THE HAGUE.- This week, a long-concealed self-portrait of Rembrandt is set to return to The Hague. From Tuesday 29 November onwards, it will be on display in Escher in The Palace, which was home to it from 1850 to 1894, when
the palace belonged successively to Prince Hendrik of the Netherlands and his sister Great Duchess Sophie. The painting has not been seen in the Netherlands since 1898 for nearly 125 years and has not even been on public display since 1967. The self-portrait is being given a unique spot among the famous self-portraits by Dutch printmaker M.C. Escher, whose work has been on display in the palace since 2002. The Rembrandt will be exhibited here until 29 January 2023.
Eventful journey
This unique event is the result of recent research into the paintings history by Rembrandt specialist Gary Schwartz. Schwartz drew on numerous unpublished documents in the Royal House Archive, the archives of the American and German governments, the National Gallery of Art in Washington, German courts, as well as private correspondence between Hereditary Grand Duchess Elisabeth of Saxe-Weimar-Eisenach and the German-American Rembrandt specialist Jakob Rosenberg.

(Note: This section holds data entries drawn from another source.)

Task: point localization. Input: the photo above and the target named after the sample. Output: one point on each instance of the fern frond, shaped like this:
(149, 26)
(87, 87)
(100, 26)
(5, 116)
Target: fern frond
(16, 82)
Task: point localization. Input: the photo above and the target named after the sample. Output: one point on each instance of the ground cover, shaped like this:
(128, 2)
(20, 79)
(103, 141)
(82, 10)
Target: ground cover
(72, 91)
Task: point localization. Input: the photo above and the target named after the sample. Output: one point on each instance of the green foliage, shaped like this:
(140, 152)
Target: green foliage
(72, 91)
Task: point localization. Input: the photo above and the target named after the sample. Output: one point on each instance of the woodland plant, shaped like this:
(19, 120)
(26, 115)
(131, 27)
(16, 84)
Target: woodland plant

In his publication Rembrandt in a Red Beret: The Vanishings and Reappearances of a Self-portrait, Schwartz reconstructs the adventures of this significant work.
The painting first surfaced in 1823, when it was purchased in Brussels by the future King Willem II of the Netherlands (1792-1849). The work was relocated to The Hague in 1839, after which it hung in the newly constructed Gothic Hall of nearby Kneuterdijk Palace from 1842 onwards. The death of Willem II resulted in 1850 in the break-up of his outstanding art collection through auction. And yet the self-portrait did not go very far. It ended up in Lange Voorhout Palace, which belonged to Willem Frederik Hendrik (1820-1879), Prince of Orange, known as Hendrik the Seaman. The painting remained here for at least 35 years, most likely 44 years. Its subsequent history reads like a detective novel. After being bequeathed within the royal family to Hendriks sister, Princess Sophie (1824-1897), the work was taken to the German city of Weimar, where she was Grand Duchess. There it remained until 1921, when it was stolen from the Weimar Museum. It was missing until 1945, when it suddenly resurfaced in the USA. The American government seized the self-portrait and sent it back to Germany in 1967 with the intention of having it returned to the museum in Weimar. Once in Germany, it was successfully claimed by an heiress of the last Grand Duke, Hereditary Grand Duchess Elisabeth of Saxe-Weimar-Eisenach (1912-2010). Once again, the canvas disappeared from public view. Until now, 55 years on.
Attribution to Rembrandt
It was taken for granted that the painting was a genuine Rembrandt until 1969, when a German-Dutch art historian Horst Gerson suggested that it might be by or in imitation of Ferdinand Bol. Although Gary Schwartz maintains that no Bol expert has ever entertained this idea, the Rembrandt Research Project did actually take it seriously. Gary Schwartz: Doubts about who produced the painting were fuelled by the damage sustained by the self-portrait after it was stolen in Weimar. Incompetent overpainting misled people as to the works quality. Comprehensive new technological research work carried out by the renowned Schweizerisches Institut für Kunstwissenschaft in Zurich has revealed that only the face is work by the original painter. And anyone looking at that face will struggle to regard it as anything other than a self-portrait by the master himself. In his new publication, Rembrandt in a red beret | The vanishings and reappearances of a self-portrait, Gary Schwartz argues that the work deserves to be acknowledged as by the master himself. He interrogates and refutes objections to accepting the painting for what it appears to be, a Rembrandt self-portrait.